Determine the positioning of one random pivot each time
Place each element to both sides of pivot
Repeat for both sides of pivot
Time Comp:
On average: O(N logN)
Ideally, each call splits the array into left and right of pivot. Calling logN times.
Worst Case: O(N^2)
If you have terrible karma, the pivot might be chosen on one of the ends every time. Ex: 012345 pivot = 0 , 012345 pivot = 1, 012345 pivot = 2 .....
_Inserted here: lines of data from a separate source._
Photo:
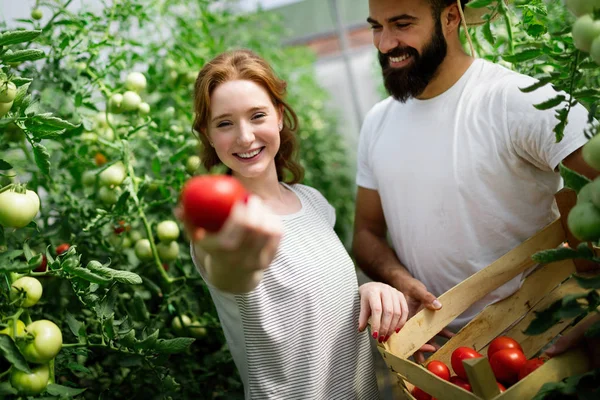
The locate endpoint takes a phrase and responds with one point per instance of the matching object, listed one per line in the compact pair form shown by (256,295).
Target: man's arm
(576,162)
(374,255)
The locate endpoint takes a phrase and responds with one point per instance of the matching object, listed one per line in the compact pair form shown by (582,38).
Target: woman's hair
(246,65)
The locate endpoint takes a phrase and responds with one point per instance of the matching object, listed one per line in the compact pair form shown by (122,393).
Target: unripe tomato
(584,222)
(136,82)
(113,175)
(46,344)
(460,354)
(581,7)
(208,200)
(192,164)
(9,329)
(18,209)
(143,250)
(30,384)
(28,285)
(167,231)
(585,30)
(168,251)
(36,14)
(8,92)
(5,108)
(131,101)
(144,108)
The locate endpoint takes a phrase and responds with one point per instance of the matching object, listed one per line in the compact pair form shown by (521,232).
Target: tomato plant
(440,369)
(458,356)
(207,200)
(507,363)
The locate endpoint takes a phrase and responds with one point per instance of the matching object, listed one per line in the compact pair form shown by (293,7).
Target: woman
(283,284)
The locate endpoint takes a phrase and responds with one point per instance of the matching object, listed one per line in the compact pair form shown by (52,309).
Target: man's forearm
(379,262)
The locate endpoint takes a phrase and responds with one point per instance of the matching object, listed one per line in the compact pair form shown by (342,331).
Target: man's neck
(449,72)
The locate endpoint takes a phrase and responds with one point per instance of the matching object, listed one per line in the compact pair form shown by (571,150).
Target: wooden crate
(509,317)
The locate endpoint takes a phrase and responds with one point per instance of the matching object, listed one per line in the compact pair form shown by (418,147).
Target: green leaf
(551,103)
(573,180)
(173,346)
(42,158)
(6,388)
(14,37)
(24,55)
(63,391)
(11,353)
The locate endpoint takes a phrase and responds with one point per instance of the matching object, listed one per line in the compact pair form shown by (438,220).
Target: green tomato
(584,222)
(585,30)
(131,101)
(168,251)
(143,250)
(36,14)
(581,7)
(108,196)
(167,231)
(9,329)
(115,103)
(591,150)
(136,82)
(192,164)
(5,108)
(144,108)
(30,384)
(31,287)
(113,175)
(18,209)
(46,343)
(8,92)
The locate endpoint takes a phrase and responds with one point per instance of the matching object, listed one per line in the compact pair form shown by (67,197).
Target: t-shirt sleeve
(364,173)
(532,130)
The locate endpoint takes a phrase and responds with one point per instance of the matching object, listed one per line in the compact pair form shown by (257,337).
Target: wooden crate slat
(532,344)
(574,362)
(498,317)
(425,324)
(420,377)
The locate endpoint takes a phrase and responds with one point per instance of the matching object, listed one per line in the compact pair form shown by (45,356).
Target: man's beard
(410,81)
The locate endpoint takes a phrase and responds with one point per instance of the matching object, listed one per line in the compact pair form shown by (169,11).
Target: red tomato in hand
(420,394)
(460,382)
(507,363)
(501,343)
(460,354)
(530,366)
(440,369)
(207,200)
(61,248)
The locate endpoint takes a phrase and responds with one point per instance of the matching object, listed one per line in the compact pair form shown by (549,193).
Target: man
(457,166)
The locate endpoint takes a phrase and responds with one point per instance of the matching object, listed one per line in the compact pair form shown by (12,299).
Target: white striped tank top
(296,335)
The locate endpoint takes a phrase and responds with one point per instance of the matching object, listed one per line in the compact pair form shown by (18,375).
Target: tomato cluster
(505,355)
(39,342)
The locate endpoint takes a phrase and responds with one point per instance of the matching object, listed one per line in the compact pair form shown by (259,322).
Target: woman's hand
(385,306)
(245,245)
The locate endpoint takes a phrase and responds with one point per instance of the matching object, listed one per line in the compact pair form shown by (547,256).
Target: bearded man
(456,167)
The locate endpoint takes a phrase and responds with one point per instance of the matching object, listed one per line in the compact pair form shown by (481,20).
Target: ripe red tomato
(440,369)
(501,343)
(506,364)
(420,394)
(530,366)
(208,199)
(460,382)
(61,248)
(460,354)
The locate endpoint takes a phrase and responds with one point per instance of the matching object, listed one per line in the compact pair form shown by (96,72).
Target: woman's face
(244,128)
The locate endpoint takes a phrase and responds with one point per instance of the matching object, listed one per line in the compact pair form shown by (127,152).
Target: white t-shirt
(466,176)
(296,335)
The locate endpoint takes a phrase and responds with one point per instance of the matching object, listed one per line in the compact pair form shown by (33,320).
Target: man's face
(411,45)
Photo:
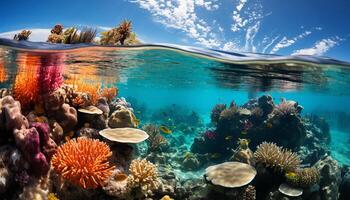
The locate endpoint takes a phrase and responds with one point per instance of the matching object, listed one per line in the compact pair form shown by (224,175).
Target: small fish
(70,134)
(268,125)
(120,177)
(215,155)
(39,109)
(165,130)
(136,121)
(188,155)
(228,137)
(67,138)
(243,143)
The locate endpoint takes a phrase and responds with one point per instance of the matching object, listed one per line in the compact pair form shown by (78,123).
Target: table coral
(83,162)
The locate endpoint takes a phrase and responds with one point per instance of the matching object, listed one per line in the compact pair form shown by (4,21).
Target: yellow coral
(303,177)
(275,157)
(52,196)
(143,176)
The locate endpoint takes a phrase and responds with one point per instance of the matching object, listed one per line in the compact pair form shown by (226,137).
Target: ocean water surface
(178,87)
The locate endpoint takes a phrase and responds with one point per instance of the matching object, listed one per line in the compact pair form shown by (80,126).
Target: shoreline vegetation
(120,35)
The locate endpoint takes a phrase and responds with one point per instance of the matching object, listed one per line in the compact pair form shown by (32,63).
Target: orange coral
(3,76)
(91,87)
(26,86)
(83,161)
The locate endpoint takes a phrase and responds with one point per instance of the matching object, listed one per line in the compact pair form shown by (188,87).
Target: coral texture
(304,177)
(83,162)
(275,157)
(143,176)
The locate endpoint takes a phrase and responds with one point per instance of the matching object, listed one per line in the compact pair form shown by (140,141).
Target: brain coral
(143,176)
(84,162)
(275,157)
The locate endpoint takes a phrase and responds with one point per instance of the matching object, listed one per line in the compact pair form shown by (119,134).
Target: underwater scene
(171,122)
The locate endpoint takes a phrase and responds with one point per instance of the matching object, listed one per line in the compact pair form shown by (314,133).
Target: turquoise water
(178,89)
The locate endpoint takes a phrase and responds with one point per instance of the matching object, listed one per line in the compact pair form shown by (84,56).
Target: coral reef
(23,35)
(83,162)
(143,177)
(305,177)
(275,157)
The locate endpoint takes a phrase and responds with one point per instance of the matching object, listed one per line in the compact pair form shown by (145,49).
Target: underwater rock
(121,118)
(56,132)
(34,191)
(66,116)
(47,144)
(54,101)
(244,156)
(116,187)
(5,92)
(102,104)
(345,185)
(28,140)
(330,172)
(120,102)
(6,174)
(88,132)
(11,114)
(190,164)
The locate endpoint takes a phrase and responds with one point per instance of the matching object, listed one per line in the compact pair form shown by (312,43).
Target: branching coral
(83,162)
(286,108)
(303,177)
(275,157)
(109,93)
(215,113)
(155,139)
(23,35)
(143,176)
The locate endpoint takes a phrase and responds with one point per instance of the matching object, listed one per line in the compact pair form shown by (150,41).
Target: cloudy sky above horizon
(313,27)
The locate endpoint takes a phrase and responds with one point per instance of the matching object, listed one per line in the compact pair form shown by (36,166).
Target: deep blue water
(192,79)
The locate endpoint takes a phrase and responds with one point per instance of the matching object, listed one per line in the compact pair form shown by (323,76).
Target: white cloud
(230,46)
(37,35)
(181,15)
(320,47)
(285,42)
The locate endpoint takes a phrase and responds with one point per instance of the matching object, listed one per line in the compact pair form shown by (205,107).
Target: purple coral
(209,134)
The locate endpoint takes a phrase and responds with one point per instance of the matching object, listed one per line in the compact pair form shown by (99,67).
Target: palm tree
(124,31)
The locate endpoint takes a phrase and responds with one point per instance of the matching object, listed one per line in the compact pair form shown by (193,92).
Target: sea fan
(83,161)
(275,157)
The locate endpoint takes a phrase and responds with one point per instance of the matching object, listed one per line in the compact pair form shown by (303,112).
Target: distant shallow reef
(76,140)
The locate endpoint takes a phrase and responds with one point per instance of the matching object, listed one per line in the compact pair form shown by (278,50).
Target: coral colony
(70,137)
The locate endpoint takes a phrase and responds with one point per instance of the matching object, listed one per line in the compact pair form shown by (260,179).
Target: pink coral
(50,74)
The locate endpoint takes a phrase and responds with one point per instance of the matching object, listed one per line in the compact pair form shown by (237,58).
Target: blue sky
(313,27)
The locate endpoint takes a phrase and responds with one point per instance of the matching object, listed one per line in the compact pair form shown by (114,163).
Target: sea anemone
(143,176)
(84,162)
(275,157)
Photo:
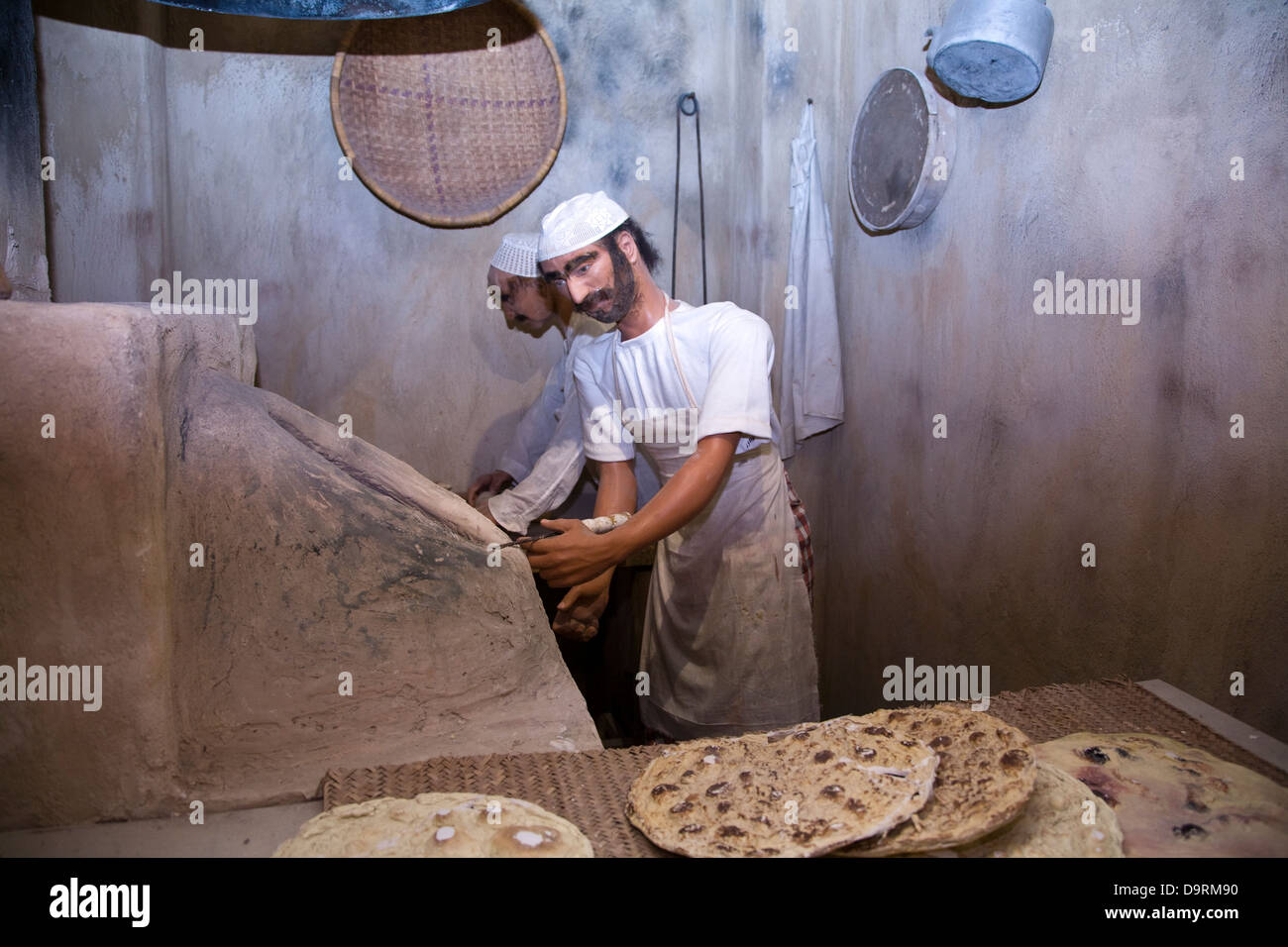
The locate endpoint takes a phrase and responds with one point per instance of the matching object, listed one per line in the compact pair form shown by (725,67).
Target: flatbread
(986,775)
(730,796)
(437,825)
(1176,800)
(1051,823)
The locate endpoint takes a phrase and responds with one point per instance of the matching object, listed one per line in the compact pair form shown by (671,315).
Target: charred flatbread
(986,775)
(1176,800)
(799,791)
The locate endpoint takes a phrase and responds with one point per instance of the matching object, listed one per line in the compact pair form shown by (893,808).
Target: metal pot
(995,51)
(902,150)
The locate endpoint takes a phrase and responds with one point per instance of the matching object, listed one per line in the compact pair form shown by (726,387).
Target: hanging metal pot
(995,51)
(901,153)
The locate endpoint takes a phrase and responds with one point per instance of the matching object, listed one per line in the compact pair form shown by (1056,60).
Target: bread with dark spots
(986,775)
(799,791)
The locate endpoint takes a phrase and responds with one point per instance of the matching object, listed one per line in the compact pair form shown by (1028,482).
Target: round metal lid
(888,151)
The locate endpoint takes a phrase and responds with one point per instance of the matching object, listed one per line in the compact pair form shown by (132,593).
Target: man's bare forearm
(681,499)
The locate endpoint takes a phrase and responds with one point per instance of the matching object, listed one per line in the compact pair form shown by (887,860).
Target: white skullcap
(578,222)
(518,254)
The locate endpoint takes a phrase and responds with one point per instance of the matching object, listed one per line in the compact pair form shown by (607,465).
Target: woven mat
(589,789)
(451,119)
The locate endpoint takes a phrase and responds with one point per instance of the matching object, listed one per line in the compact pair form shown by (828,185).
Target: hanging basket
(451,119)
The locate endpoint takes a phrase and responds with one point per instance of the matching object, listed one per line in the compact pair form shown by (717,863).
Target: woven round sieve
(451,119)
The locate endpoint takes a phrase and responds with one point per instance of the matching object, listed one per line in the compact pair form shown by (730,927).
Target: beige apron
(728,641)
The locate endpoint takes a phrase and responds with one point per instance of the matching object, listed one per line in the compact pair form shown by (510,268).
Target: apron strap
(675,357)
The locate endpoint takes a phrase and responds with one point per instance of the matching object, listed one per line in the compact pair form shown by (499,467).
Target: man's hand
(482,506)
(575,557)
(579,612)
(488,483)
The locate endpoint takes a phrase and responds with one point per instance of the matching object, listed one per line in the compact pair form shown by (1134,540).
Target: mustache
(593,299)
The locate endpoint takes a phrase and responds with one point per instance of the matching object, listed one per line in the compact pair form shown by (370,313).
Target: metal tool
(596,525)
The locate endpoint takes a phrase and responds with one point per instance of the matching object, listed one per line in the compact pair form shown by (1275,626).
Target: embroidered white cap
(518,254)
(578,222)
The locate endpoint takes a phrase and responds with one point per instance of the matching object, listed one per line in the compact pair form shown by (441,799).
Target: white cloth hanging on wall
(811,394)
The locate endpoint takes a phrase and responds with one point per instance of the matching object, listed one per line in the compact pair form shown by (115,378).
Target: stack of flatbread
(438,825)
(941,780)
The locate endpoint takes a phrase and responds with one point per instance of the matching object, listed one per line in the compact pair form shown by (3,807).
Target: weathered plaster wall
(1063,429)
(22,201)
(224,163)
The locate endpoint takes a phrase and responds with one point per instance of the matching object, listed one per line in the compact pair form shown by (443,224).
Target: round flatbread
(438,825)
(984,777)
(799,791)
(1056,822)
(1175,800)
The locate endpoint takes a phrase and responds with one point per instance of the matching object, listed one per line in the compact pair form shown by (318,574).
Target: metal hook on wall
(682,107)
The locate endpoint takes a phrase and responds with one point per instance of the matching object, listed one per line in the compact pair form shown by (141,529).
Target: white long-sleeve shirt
(546,454)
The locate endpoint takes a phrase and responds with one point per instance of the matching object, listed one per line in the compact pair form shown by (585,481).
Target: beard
(621,295)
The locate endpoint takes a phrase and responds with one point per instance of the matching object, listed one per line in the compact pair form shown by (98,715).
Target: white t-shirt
(726,355)
(546,457)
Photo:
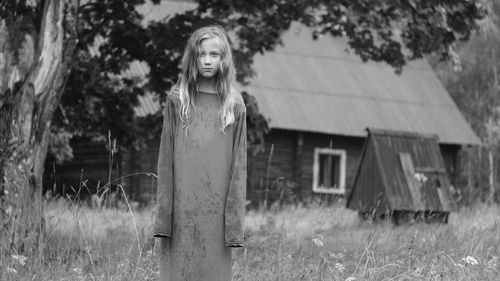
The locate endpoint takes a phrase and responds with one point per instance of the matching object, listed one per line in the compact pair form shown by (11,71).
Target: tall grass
(294,243)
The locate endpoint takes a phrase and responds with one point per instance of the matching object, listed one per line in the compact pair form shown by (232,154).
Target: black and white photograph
(249,140)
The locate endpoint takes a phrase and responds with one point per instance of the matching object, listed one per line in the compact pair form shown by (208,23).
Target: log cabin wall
(293,159)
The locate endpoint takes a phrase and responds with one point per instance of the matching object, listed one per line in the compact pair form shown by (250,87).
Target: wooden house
(320,98)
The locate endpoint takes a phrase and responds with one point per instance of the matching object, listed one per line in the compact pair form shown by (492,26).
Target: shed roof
(401,171)
(320,86)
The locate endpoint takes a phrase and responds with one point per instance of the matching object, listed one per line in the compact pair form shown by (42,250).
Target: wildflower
(20,258)
(339,267)
(492,264)
(336,256)
(318,240)
(470,260)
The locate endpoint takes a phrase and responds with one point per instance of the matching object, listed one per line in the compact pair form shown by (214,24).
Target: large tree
(42,41)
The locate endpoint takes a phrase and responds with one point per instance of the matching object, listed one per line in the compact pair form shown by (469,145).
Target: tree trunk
(32,75)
Every element is pivot, one at a time, thus n^2
Space Comp: O(logN) - O(N) call stacks
public class Solution {
private void swap (int[] array, int i, int j){
int tmp = array[i];
array[i] = array[j];
array[j] = tmp;
}
public int[] quickSort(int[] array) {
if (array == null) return null;
quickSortHelper(array, 0, array.length - 1);
return array;
}
public void quickSortHelper(int[] array, int left, int right){
//base case: one element array
if (left >= right){
return;
}
//choose the pivot
int pivot = partition(array, left, right); //sorts one element
quickSortHelper(array, left, pivot - 1);
quickSortHelper(array, pivot + 1, right);
}
public int partition(int[] array, int left, int right) {
int pivotIndex = pivotIndex(left, right);
int pivot = array[pivotIndex];
swap ( array, pivotIndex, right);
int leftBound = left;
int rightBound = right - 1; //excluding pivot
while( leftBound <= rightBound) {
if (array[leftBound] < pivot) {
leftBound++; //if l < p, correct placing, incur next
} else if (array[rightBound] >= pivot) {
rightBound--; //if r >= p, correct placing, incur next
} else {
swap(array, leftBound++, rightBound--); //else both in wrong place, swap
}
}
swap(array, leftBound, right);
return leftBound; //leftBound ends at pivot
}
public int pivotIndex(int left, int right) {
return left + (int) (Math.random() * (right - left + 1));
}
}
Mistake to watch out for:
after partition, new position of pivot value is on leftBound , not on pivotIndex.